Jusqu’ici on n’aperçoit encore que les membres d’un grand système ; l’unité réside dans le conseil d’éducation militaire, council of military éducation, qui forme en quelque sorte la tête de l’enseignement. L’influence de ce conseil, composé d’hommes éminens, rayonne sur les différentes écoles, introduit les changemens et les réformes utiles, dirige les examens publics, communique en un mot l’impulsion aux études militaires dans tout le royaume-uni. L’élément civil et religieux y est représenté par un des hommes les plus lettrés de l’Angleterre, le chanoine Henri Moseley ; les autres membres sont des généraux et des colonels qui appartiennent à différens corps de l’armée[3].

  1. Les fils de civilians paient 120 liv. sterl. par an, tandis que les fils d’officiers qui sont morts au service, laissant leur famille dans le besoin, n’en paient que vingt. Ce sont les deux extrémités de l’échelle.
  2. Cet achat des commissions directes (purchase of direct commissions) nuit, on ne saurait se le dissimuler, aux développemens du collège militaire de Sandhurst. Il a été plusieurs fois question d’abolir ce dernier reste de l’ancien régime.

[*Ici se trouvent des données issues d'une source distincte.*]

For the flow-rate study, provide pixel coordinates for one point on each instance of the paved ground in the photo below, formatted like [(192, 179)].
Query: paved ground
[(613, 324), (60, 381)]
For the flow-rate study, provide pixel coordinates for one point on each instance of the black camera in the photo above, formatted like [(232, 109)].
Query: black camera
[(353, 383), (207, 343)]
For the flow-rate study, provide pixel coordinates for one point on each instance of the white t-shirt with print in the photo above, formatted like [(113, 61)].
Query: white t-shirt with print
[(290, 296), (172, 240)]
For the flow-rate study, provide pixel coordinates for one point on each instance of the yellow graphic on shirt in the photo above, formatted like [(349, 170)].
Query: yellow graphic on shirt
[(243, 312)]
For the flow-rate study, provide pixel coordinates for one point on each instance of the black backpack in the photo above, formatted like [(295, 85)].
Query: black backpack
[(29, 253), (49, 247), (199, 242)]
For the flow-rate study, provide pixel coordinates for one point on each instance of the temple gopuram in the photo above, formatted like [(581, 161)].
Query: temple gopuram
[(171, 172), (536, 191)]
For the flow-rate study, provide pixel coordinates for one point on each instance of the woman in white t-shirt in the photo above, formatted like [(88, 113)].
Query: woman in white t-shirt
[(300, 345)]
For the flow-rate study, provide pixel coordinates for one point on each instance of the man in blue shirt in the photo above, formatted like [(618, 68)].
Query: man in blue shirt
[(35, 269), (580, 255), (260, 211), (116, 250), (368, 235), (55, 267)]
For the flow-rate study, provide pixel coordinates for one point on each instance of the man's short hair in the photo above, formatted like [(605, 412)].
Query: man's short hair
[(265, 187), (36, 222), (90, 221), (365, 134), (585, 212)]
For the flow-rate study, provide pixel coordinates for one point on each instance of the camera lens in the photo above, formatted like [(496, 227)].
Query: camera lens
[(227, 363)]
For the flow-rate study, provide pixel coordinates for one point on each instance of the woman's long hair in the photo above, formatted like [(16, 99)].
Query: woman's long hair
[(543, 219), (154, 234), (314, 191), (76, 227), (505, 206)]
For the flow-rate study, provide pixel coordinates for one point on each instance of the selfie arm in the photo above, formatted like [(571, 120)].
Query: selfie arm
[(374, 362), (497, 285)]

C’est l’avis même du duc de Cambridge, qui, d’accord en cela avec le ministre de la guerre, désire que l’on n’entre plus dans l’armée anglaise que par une seule porte, celle d’un collège militaire.
  3. Ce conseil se compose du major-général Rumley, vice-président, du major-général Portlock, du chanoine Moseloy, du colonel EIwin, ancien inspecteur des études à l’académie de Woolwich, et du lieutenant-colonel Addison, connu par des ouvrages littéraires d’un mérite distingué.